Extension des domaines d'Internet

Les adresses des sites web devraient prochainement être totalement compatibles avec les différents alphabets du monde.
par Astrid GIRARDEAU
publié le 12 octobre 2007 à 18h41

Actuellement, tous les sites, qu'ils soient en français, mandarin ou russe, ont un nom de domaine de haut niveau («.org», «.com», «.fr» dans le cas de «ecrans.fr») en caractères romains. Une situation de moins en moins acceptée par les pays n'utilisant pas l'alphabet latin qui réclament l'internationalisation des noms de domaines. Un premier pas sera fait lundi avec le lancement par l' ICANN , l'organisation qui gère les noms de domaines sur Internet, de sites en onze alphabets non latins.

Aujourd’hui, la partie dite de haut niveau des noms de domaine est obligatoirement en ASCII. Ce code est composé de 37 caractères : 26 lettres de l’alphabet latin + 10 chiffres + le tiret. Depuis 2003, le nom de domaine lui-même - la partie avant la terminaison («ecrans» dans «ecrans.fr») - peut être internationalisé, c’est-à-dire comprendre des caractères n’appartenant pas au code ASCII : les lettres particulières de l’alphabet latin (accent, cédille, etc.) et tous les caractères n’appartenant pas à l’alphabet latin (voir exemple ci-dessous).

Devant la lenteur de changement du système, les critiques pleuvent depuis des années. Impatients, certains pays ont même créé des systèmes parallèles avec leurs propres noms de domaine. En face, l'ICANN répond en évoquent les difficultés techniques de modifier un tel système. Ainsi, l'année dernière, Paul Twoney, le directeur de l'ICANN, déclarait que la pression politique exercée sur leur organisation ne les ferait pas aller plus vite. «Avec les noms de domaine internationaux, on essaie de changer les fondations (d'Internet).» lançait-il.

Finalement, après quatre années de développement, l'organisation a annoncé qu'elle lançait, lundi prochain, une phase d'évaluation. Il s'agit en fait de tests sur des sites wikis qui seront accessibles depuis le site de l'ICANN, via des URL intégralement en onze alphabets : arabe, chinois, perse, russe, hindi, grec, coréen, yiddish, japonais et tamoul. Par contre, l'ICANN n'a avancé aucune date sur la mise en place réelle du système. Le Wall Street Journal parle de fin de l'année prochaine.

Pour les pays concernés, cela serait une évolution culturelle et une avancée face à la domination de l’anglais sur Internet. D’autant que si l’anglais reste la première langue utilisée (31%), son hégémonie est peu à peu grignotée, entre autres par la Chine qui comprend aujourd’hui 16% de la population internaute.
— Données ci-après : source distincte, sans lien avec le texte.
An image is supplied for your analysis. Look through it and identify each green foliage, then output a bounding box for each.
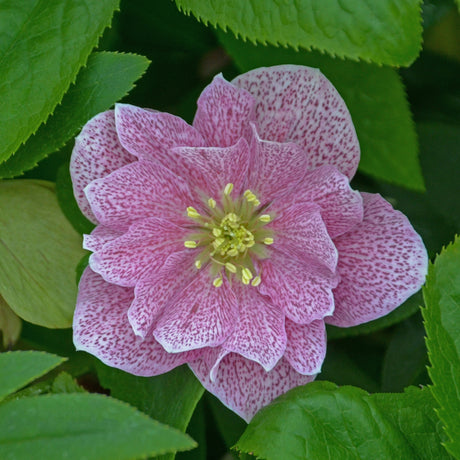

Plus largement, on peut même parler de victoire contre la main-mise des Etats-Unis sur la gestion des noms de domaine. Historiquement, l’ICANN est en effet étroitement lié au gouvernement américain, fondée à l’origine par le Département du Commerce américain.

Cependant, quelques ombres sont pointées du doigt. La première, soutenue par l'ICANN , est une crainte que cela ouvre la multiplication du phishing, cette pratique qui consiste à tromper les internautes grâce à la diffusion de fausses adresses Internet d'établissements bancaires ou d'administrations. La seconde, plus discutable, est la peur d'une régionalisation du web. Interrogé par le WSJ , Paul Mockapetris, l'inventeur du système des noms de domaine, résume ainsi la question : «L'internationalisation des noms de domaine est une énorme évolution vers une balkanisation ou vers une unification d'Internet. On verra dans dix ans.»